Chargé de son havresac, essoufflé, rouge, trébuchant et grognant, Philéas descendit la colline à travers les grands arbres qui l’accrochaient sans cesse dans sa route. Tantôt c’était une branche qui retenait sa casquette ; tantôt c’était une racine où s’empêtraient ses pieds. Il n’avait plus qu’une pensée : arriver ; qu’une idée fixe, se désaltérer bien à son aise ; aussi dégringolait-il avec une opiniâtreté qui se mélangeait de colère à chaque nouvel obstacle entravant sa marche. Il finit par être fiévreux, surexcité et donna tête baissée dans tout ce qui lui semblait devoir s’opposer à sa descente furieuse.

Quant à Polyphème, il avait rejoint Sagababa. Ce dernier s’était installé dans un renfoncement de la vallée ; la prairie clôturée le séparait de Philéas et dominait le campement choisi.

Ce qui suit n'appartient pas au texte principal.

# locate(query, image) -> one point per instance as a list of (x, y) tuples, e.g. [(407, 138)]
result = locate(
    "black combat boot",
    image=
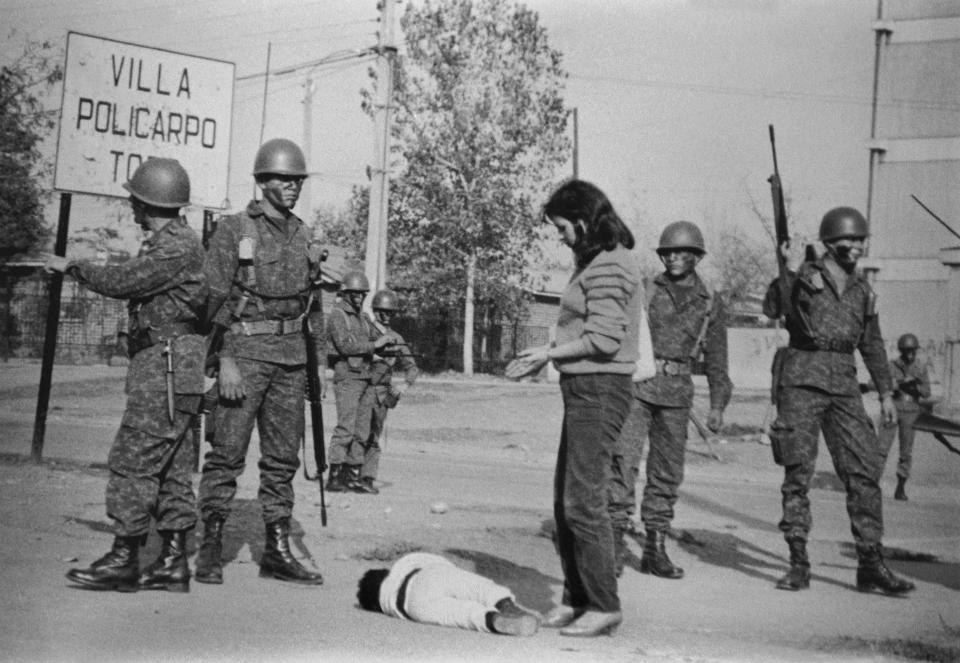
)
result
[(335, 480), (277, 561), (900, 493), (873, 574), (619, 551), (798, 576), (350, 475), (365, 485), (170, 570), (209, 563), (655, 560), (117, 570)]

Le petit nègre avait tout préparé pour le lunch. La gourmandise aidant, il goûtait à tout, sous prétexte de constater si tout était digne de « maître à moi ». Polyphème ne prêtait qu’une médiocre attention aux manœuvres de Sagababa ; il était vivement intéressé par les tribulations de Saindoux qu’il apercevait franchissant obstacles et haies. Une brèche habilement faite avait permis à Philéas de se glisser dans la prairie. Mais le gros touriste reconnut alors avec dépit qu’il était enfermé comme dans une souricière.